Ainsi, ils ont exigé le respect de la loi 87-47 dans son article 3 ; le respect de l’arrêté 3282 notamment les responsables syndicaux ; et le respect du Plan de carrière. Aussi, ils menacent de procéder à une reconduction de la grève à défaut de satisfaction des revendications.
Les responsables syndicaux réaffirment toutefois leur disponibilité au dialogue, espérant l’ouverture de discussions susceptibles d’aboutir à une solution durable pour la stabilité du système éducatif malien.
Au même moment, les élèves maîtres de l’Institut de formation des maîtres (IFM) ont manifesté pour réclamer le paiement de 5 mois de bourses ainsi que la mise à disposition de leurs trousseaux. La mobilisation qualifiée de pacifique visait à attirer l’attention des autorités sur une situation qui, selon les manifestants, compromet leurs conditions d’étude et de vie.

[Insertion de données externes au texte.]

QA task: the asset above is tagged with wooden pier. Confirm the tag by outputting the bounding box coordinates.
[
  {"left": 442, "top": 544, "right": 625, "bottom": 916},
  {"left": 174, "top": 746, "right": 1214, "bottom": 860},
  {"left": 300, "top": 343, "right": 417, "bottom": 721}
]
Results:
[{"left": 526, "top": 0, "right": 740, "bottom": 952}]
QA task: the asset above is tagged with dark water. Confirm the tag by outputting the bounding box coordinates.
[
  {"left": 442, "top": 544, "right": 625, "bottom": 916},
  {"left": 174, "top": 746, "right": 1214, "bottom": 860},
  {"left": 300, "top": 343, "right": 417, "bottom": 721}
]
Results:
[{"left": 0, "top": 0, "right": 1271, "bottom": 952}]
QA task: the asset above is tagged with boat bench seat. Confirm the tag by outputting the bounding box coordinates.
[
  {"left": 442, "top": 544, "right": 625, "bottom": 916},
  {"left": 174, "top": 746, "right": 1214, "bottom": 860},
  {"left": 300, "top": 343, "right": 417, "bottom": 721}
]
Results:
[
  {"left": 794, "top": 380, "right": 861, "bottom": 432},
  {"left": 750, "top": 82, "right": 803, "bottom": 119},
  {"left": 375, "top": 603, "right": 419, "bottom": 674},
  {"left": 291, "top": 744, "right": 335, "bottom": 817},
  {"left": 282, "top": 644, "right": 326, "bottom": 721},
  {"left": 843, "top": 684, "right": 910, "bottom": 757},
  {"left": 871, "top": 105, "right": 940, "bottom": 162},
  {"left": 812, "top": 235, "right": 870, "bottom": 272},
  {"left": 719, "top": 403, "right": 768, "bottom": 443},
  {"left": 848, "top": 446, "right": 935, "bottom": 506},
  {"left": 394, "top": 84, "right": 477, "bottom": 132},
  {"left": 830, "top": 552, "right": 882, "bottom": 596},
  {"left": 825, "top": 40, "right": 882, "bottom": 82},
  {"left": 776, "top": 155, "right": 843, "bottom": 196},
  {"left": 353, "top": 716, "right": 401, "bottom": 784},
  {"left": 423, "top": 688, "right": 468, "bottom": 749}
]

Selon une source contactée par nos soins, une délégation des élèves maîtres aurait été reçue par les responsables du Conseil régional, dont relève l’IFM. Cette rencontre visait à obtenir des explications sur le non-paiement des bourses et le retard accusé dans la distribution des trousseaux.
Au cours des échanges, les responsables du Conseil régional auraient indiqué ne pas avoir encore reçu les fonds mis à leur disposition par l’État pour couvrir ces dépenses. D’après la même source, ils auraient expliqué que sans ce crédit, il leur est matériellement impossible d’assurer le paiement des bourses et la prise en charge des trousseaux, cette compétence relevant de leurs attributions mais dépendant des ressources transférées par l’État.
Pour de nombreux élèves maîtres, ces 5 mois de retard représentent une difficulté majeure. Les bourses constituent en effet un soutien essentiel pour subvenir aux besoins quotidiens, notamment la restauration, le transport, l’achat des livres.